Given the very simple requirements we just outlined, we can start designing inter­faces for the system. Files and directories have something in common: they have a name and both files and directories can be contained in directories. This suggests a design that uses a base type that provides the common functionality, and derived types that provide the functionality specific to directories and files, as shown in Figure 5.1.

Figure 5.1. Inheritance Diagram of the File System.

The Slice definitions for this look as follows:

interface Node { 
    // ...
}; 

interface File extends Node { 
    // ...
}; 

interface Directory extends Node { 
    // ...
}; 

Next, we need to think about what operations should be provided by each interface. Seeing that directories and files have names, we can add an operation to obtain the name of a directory or file to the Node base interface:

interface Node { 
    idempotent string name();
}; 

The File interface provides operations to read and write a file. For simplicity, we limit ourselves to text files and we assume that read operations never fail and that only write operations can encounter error conditions. This leads to the following definitions:

exception GenericError {
    string reason;
};

sequence<string> Lines;

interface File extends Node { 
    idempotent Lines read();
    idempotent void write (Lines text) throws GenericError;
}; 

Note that read and write are marked idempotent because either operation can safely be invoked with the same parameter value twice in a row: the net result of doing so is the same has having (successfully) called the operation only once.
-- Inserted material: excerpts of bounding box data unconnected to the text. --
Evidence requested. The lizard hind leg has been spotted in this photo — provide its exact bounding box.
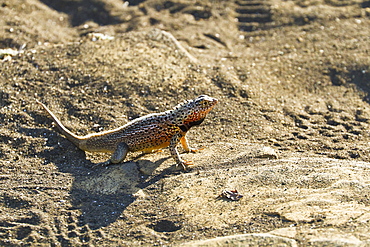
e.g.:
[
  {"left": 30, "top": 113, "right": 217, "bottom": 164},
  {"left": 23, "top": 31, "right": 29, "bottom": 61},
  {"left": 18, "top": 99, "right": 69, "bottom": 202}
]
[
  {"left": 94, "top": 142, "right": 129, "bottom": 167},
  {"left": 180, "top": 135, "right": 203, "bottom": 153}
]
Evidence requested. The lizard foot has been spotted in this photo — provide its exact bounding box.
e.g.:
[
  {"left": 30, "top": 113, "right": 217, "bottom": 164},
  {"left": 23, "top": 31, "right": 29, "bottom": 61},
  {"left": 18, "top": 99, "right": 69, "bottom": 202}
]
[
  {"left": 91, "top": 160, "right": 112, "bottom": 169},
  {"left": 188, "top": 148, "right": 204, "bottom": 153},
  {"left": 177, "top": 160, "right": 194, "bottom": 171}
]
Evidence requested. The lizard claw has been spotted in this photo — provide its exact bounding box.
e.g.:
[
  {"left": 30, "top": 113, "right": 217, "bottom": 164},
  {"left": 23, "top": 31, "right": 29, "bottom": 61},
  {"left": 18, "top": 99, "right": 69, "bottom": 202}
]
[
  {"left": 189, "top": 148, "right": 204, "bottom": 153},
  {"left": 177, "top": 160, "right": 194, "bottom": 171}
]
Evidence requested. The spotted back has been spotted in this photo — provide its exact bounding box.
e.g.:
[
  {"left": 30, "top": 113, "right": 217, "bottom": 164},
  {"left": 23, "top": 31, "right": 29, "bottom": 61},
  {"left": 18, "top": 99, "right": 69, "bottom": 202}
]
[{"left": 172, "top": 95, "right": 218, "bottom": 131}]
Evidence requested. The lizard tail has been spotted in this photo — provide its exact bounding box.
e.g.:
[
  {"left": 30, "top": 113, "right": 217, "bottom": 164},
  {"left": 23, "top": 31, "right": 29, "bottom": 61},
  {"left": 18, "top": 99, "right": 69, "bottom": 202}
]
[{"left": 36, "top": 99, "right": 83, "bottom": 147}]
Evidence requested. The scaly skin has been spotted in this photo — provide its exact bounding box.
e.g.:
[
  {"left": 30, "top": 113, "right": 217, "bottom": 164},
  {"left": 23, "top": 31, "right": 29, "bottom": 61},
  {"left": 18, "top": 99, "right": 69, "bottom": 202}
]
[{"left": 36, "top": 95, "right": 218, "bottom": 170}]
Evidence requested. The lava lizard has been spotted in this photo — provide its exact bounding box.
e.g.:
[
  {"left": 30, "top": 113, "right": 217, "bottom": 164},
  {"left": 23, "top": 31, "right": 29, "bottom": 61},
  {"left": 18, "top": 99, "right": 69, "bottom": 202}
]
[{"left": 36, "top": 95, "right": 218, "bottom": 170}]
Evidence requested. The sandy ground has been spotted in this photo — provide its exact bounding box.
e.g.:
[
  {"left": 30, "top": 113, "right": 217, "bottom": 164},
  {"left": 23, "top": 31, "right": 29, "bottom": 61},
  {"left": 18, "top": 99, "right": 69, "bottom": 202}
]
[{"left": 0, "top": 0, "right": 370, "bottom": 246}]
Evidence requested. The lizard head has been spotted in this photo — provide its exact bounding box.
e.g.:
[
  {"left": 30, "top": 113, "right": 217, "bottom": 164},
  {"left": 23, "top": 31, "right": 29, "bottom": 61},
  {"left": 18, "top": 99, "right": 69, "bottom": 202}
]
[{"left": 173, "top": 95, "right": 218, "bottom": 131}]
The write operation can raise an exception of type GenericError. The excep­tion contains a single reason data member, of type string. If a write operation fails for some reason (such as running out of file system space), the operation throws a GenericError exception, with an explanation of the cause of the failure provided in the reason data member.

Directories provide an operation to list their contents. Because directories can contain both directories and files, we take advantage of the polymorphism provided by the Node base interface:

sequence<Node*> NodeSeq; 

interface Directory extends Node { 
    idempotent NodeSeq list(); 
}; 

The NodeSeq sequence contains elements of type Node*. Because Node is a base interface of both Directory and File, the NodeSeq sequence can contain proxies of either type. (Obviously, the receiver of a NodeSeq must down-cast each element to either File or Directory in order to get at the operations provided by the derived interfaces; only the name operation in the Node base interface can be invoked directly, without doing a down-cast first. Note that, because the elements of NodeSeq are of type Node* (not Node), we are using pass-by-reference seman­tics: the values returned by the list operation are proxies that each point to a remote node on the server.

These definitions are sufficient to build a simple (but functional) file system. Obviously, there are still some unanswered questions, such as how a client obtains the proxy for the root directory. We will address these questions in the relevant implementation chapter.